Ma da quanto risulta da questa proposta, il minore non riverse un ruolo particolarmente rilevante, sebbene sia più volte egli stesso l’“oggetto” di discussione. Infatti, il rifiuto del figlio ad avere rapporti con un genitore per qualsiasi motivo non viene considerato come un fatto da tenere in considerazione, ma quasi come un momento di deviazione del minore, il quale deve essere riportato sulla retta via. Risulta fondamentale per il minore che questi goda dei “diritti di relazione” perché è più importate che il figlio trascorra del tempo con una persona con la quale non vuole stare piuttosto che sostenerlo e comprendere il perché del rifiuto.
Il minore, inoltre, è costretto a trascorre almeno 12 giorni al mese con ciascun genitore, ed avrà un doppio domicilio. “Il trasferimento del minore, il suo cambiamento di residenza e la sua iscrizione a un istituto scolastico sono sempre soggetti al preventivo consenso scritto di entrambi i genitori, ovvero alla decisione del giudice tutelare in caso di mancato accordo. È compito delle autorità di pubblica sicurezza, su segnalazione di uno dei genitori, adoperarsi per ricondurre immediatamente il minore alla sua residenza qualora sia stato allontanato senza il consenso di entrambi i genitori o l’ordine del giudice”.

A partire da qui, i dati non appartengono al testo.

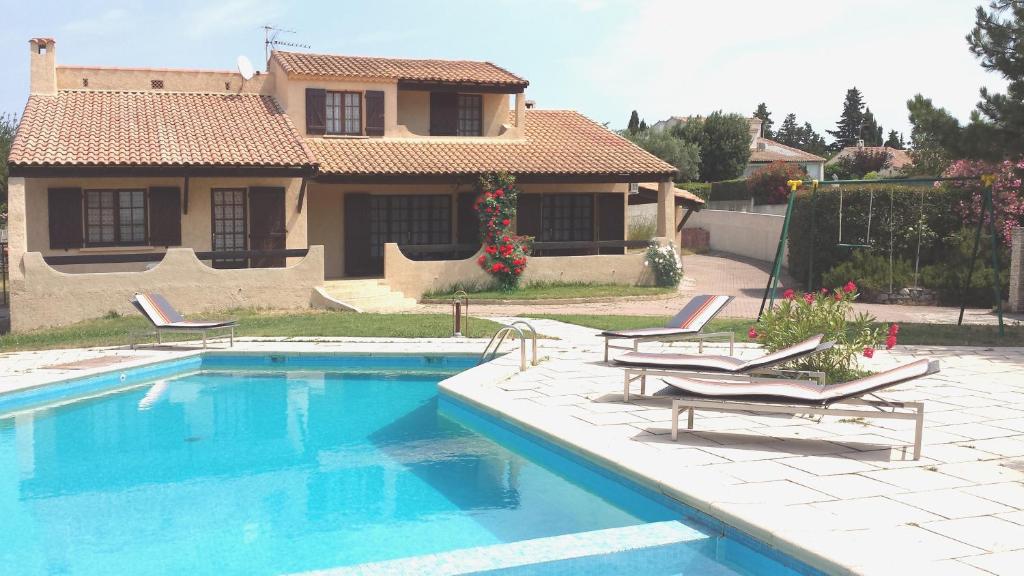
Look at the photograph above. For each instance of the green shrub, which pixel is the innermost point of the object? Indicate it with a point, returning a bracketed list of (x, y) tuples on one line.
[(905, 222), (770, 183), (869, 271), (666, 263), (948, 275), (797, 318), (729, 190)]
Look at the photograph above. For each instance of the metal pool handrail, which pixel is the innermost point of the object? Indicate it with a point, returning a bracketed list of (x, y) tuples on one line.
[(503, 332)]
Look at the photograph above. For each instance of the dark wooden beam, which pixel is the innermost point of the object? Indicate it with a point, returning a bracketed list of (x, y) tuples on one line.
[(479, 87), (302, 193), (472, 177), (184, 190), (157, 171)]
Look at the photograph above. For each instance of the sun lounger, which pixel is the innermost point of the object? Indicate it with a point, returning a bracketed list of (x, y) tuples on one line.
[(791, 397), (165, 319), (640, 365), (686, 325)]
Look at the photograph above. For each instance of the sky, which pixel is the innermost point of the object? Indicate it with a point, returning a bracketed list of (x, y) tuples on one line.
[(603, 57)]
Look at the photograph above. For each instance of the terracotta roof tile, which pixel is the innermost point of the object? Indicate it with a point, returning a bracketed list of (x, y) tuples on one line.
[(157, 129), (555, 142), (396, 69)]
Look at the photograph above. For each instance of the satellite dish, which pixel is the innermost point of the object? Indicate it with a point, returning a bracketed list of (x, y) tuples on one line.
[(246, 68)]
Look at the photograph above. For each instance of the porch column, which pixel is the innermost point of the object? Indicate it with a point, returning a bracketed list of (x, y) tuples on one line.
[(17, 240), (666, 210)]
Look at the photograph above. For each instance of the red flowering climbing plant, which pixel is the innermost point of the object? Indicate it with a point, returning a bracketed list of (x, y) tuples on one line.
[(505, 253)]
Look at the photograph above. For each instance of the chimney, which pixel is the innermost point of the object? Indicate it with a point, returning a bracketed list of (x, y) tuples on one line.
[(42, 67)]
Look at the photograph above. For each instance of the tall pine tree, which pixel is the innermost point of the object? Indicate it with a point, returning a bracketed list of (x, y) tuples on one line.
[(634, 124), (766, 123), (848, 128), (895, 140), (788, 132), (870, 132)]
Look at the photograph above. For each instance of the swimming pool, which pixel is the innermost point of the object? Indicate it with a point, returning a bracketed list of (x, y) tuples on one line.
[(269, 464)]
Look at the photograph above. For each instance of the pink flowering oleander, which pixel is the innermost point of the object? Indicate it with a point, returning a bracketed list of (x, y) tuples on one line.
[(1008, 197)]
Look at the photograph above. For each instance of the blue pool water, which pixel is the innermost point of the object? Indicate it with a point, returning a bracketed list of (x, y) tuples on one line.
[(274, 464)]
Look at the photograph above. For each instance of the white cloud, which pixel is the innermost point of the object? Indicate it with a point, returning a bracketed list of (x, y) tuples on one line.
[(797, 55), (111, 21)]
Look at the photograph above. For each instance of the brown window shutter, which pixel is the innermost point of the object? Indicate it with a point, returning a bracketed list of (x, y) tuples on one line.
[(443, 114), (527, 219), (165, 216), (375, 113), (315, 111), (610, 219), (66, 217), (469, 220)]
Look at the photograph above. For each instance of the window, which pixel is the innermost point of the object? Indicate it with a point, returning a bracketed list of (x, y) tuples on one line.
[(409, 220), (344, 113), (115, 217), (469, 115), (567, 217)]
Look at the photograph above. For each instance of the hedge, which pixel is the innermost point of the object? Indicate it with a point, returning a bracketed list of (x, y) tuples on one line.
[(729, 190), (940, 219)]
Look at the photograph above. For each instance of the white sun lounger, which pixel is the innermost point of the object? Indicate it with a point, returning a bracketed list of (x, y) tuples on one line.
[(640, 365), (791, 397), (686, 325), (165, 319)]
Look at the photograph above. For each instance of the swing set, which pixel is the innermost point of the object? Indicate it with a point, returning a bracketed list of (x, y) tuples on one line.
[(986, 206)]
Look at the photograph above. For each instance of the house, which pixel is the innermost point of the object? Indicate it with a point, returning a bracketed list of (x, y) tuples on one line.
[(898, 159), (320, 157), (764, 152)]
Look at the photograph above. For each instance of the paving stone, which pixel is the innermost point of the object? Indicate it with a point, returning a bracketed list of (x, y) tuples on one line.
[(951, 503), (988, 533)]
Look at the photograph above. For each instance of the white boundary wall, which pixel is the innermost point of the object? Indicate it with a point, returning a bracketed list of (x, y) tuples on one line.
[(743, 234)]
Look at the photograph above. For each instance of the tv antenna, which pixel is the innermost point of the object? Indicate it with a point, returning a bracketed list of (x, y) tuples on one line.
[(271, 42)]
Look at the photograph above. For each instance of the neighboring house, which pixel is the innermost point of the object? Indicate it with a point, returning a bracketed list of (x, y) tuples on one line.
[(348, 153), (898, 159), (764, 152)]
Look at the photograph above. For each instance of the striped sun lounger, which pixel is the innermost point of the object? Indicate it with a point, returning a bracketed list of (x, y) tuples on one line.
[(687, 325), (165, 319), (788, 397), (640, 365)]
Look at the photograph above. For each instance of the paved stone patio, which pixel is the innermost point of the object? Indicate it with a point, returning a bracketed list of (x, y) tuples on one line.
[(742, 278), (842, 494)]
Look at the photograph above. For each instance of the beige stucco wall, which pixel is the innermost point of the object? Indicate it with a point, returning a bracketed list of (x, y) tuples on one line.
[(414, 278), (196, 225), (42, 296), (140, 79)]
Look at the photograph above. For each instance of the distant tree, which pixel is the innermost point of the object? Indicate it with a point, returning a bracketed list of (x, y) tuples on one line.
[(788, 132), (811, 141), (683, 155), (8, 126), (766, 123), (870, 132), (723, 141), (634, 123), (895, 139), (848, 128)]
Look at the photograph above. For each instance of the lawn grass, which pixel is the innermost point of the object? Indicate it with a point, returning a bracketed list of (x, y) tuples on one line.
[(553, 290), (910, 333), (117, 330)]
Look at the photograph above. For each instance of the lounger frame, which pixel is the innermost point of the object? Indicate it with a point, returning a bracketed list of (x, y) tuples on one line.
[(698, 336), (886, 409), (158, 331), (632, 374)]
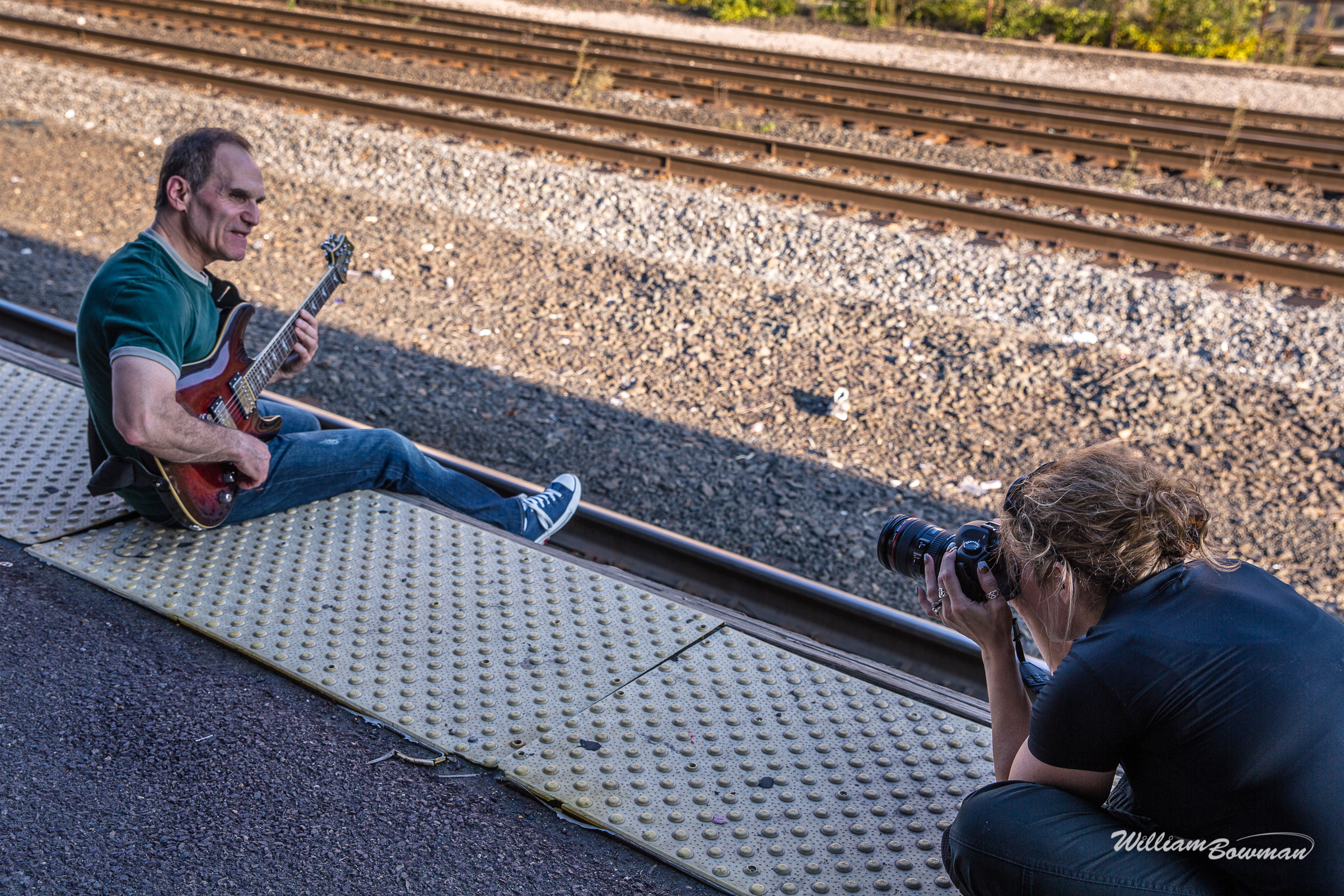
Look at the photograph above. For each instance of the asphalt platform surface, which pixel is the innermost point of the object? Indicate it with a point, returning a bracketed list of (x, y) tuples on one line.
[(139, 758)]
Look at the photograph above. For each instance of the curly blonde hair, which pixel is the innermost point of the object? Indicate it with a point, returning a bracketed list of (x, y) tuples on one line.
[(1109, 516)]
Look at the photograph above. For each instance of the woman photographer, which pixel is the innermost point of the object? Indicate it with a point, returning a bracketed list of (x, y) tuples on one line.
[(1214, 687)]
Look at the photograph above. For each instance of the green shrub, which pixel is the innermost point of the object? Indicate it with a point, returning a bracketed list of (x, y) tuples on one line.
[(740, 10)]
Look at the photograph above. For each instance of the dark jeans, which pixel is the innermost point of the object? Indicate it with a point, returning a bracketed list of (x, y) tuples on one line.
[(1015, 839), (310, 464)]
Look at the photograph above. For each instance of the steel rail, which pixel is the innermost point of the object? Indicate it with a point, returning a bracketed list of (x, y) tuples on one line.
[(830, 615), (428, 14), (888, 105), (1161, 210), (855, 96), (1158, 249)]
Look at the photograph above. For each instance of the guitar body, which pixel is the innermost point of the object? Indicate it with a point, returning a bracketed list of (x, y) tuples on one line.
[(213, 389), (223, 388)]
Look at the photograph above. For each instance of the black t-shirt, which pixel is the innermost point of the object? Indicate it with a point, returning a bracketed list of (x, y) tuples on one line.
[(1222, 693)]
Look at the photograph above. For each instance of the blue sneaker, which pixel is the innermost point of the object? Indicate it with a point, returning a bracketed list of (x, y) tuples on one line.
[(545, 514)]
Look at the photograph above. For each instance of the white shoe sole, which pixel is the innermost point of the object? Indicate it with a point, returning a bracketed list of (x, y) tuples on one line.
[(558, 524)]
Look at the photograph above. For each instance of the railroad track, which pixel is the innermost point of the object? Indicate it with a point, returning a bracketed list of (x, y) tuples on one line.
[(1123, 242), (870, 634), (1271, 148), (699, 53)]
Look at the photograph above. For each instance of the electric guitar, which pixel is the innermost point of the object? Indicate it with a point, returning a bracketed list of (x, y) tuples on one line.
[(223, 389)]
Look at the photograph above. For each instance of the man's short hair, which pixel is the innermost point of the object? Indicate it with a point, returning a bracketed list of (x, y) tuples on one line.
[(193, 157)]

Quindi, nel caso in cui un genitore sia violento e non si riescano ad ottenere le misure cautelari in breve tempo, il genitore violento potrebbe effettuare la segnalazione al fine di riportare il minore alla sua residenza.
A tutto questo si aggiunge che nel DdL si fa sempre riferimento ad una famiglia composta da uomo e donna, senza tenere in considerazione altre tipologie di famiglie. Ma questo sembra quasi cadere in secondo piano, quasi come fosse meno grave rispetto a tutte le altre modifiche che potrebbero essere apportate all’attuale disciplina in materia.
L’8 marzo è l’occasione perfetta per le donne italiane (e non solo) per ribadire la contrarietà a questa “proposta intrisa di violenza” che – come già ci hanno ricordato i manifestanti del 10 novembre 2018 – “deve essere respinta senza condizioni”.